Auto accident insurance question and diminished value
April 23, 2014 3:04 PM   Subscribe

Auto accident insurance question and diminished value


> US Northeast

> Basically brand new car was rear ended, other driver 100% at fault. No injuries. Heavy damage to car.

> Car repaired just fine, repairs paid for entirely by other driver's insurance company (Company "A"), no out of pocket expenses incurred by us.

> The car is owned not leased.

> Subsequent to repairs we put in a claim with Company A for "diminished value" (this is the inherent loss of value incurred when a car has been in an accident, i.e. how much less a car is worth that has been in an accident and repaired compared with the same car that has not been in an accident), supported by an appraisal we had done for the amount of the diminished value.

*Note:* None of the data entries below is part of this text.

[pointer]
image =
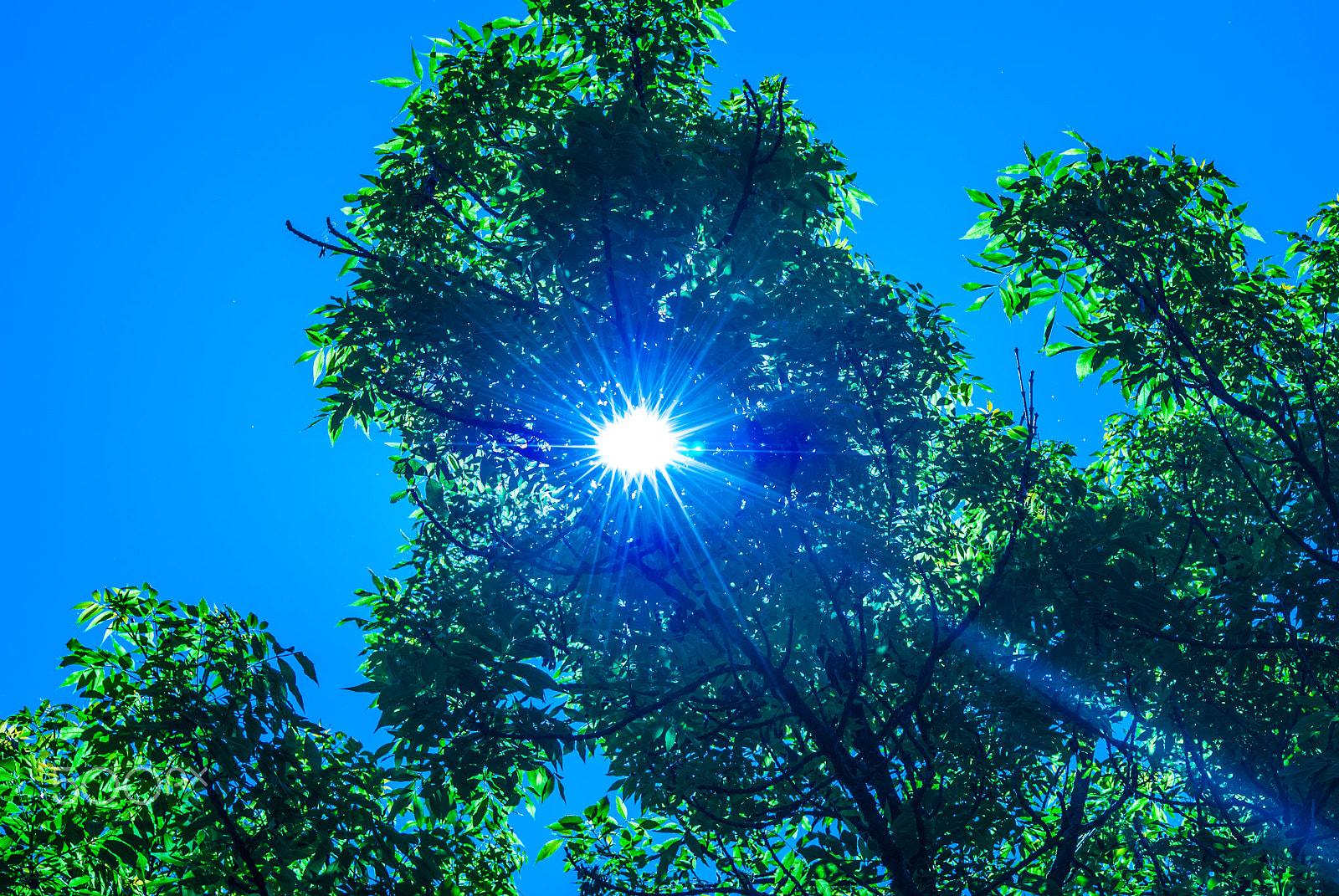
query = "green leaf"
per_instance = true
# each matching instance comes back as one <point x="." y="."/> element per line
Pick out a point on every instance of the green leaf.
<point x="1086" y="363"/>
<point x="982" y="198"/>
<point x="308" y="670"/>
<point x="977" y="231"/>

> Company A told us that the other driver's policy coverage limit would be exceeded by the combination of repairs + diminished value. They offered a settlement that would bring the total payout to the policy limit...but this only equals about 20% of our diminished value claim. We have not yet responded to the settlement offer.

> We put in a claim with our insurance company (Company "B") for the difference. Claims adjuster told us our coverage would not cover diminished value. Our agent even told us there was no such thing as diminished value, before quickly changing their story once I rattled off some facts (thanks, internet!). However they still said that Company B could not assist.

So, what do we do now? Can we pursue the matter with Company B with any chance of success? Is company A off the hook since their policy holder's property damage liability limit has been reached? Should we sue the other driver? Should we suck it up and take the settlement? It's not a huge amount of money at stake, but we feel we should be made whole considering we were 100% not at fault. Thank you!
posted by anonymous to Travel & Transportation (3 answers total)
IAAL, and though IANYL, I have been working in the insurance industry and/or related litigation since 2009.

I have never, ever heard of an auto policy that provides coverage for "diminished value". Policies simply aren't written that way. There are a very few states that have imposed such an obligation upon insurers via court edict, but I don't think any of them are in the northeast (Georgia and Kansas come to mind). I think CT requires third-party carriers to cover DV when their insureds are at fault, but first-party collision claims don't cover it.

In short: if you want a straight answer, you're going to need to consult a local attorney, but do not be at all surprised if you're out of luck. You're looking for something that only a minority of states do, and even ones that do it don't necessarily do it in a way that helps you.
posted by valkyryn at 3:21 PM on April 23, 2014 [1 favorite]

I wouldn't trust the company B claims adjuster on this, though they may well turn out to be giving you an accurate picture.

First step, look into state law (and your policy). If there is local law about DV that seems like it might apply, then talk to an "insurance agent" who is working for you, ie a lawyer. They'll know the system and cut through any insurance company bullshit.
The lawyer will also be able to advise about what would be involved in bypassing B and going to the at-fault driver directly.
posted by anonymisc at 3:23 PM on April 23, 2014

The lawyer will also be able to advise about what would be involved in bypassing B and going to the at-fault driver directly.

If you signed a release with Company A, that may no longer be possible. Still, the only way to find out is to talk to a local attorney. Which you should probably have been doing from the outset, but that ship has sailed.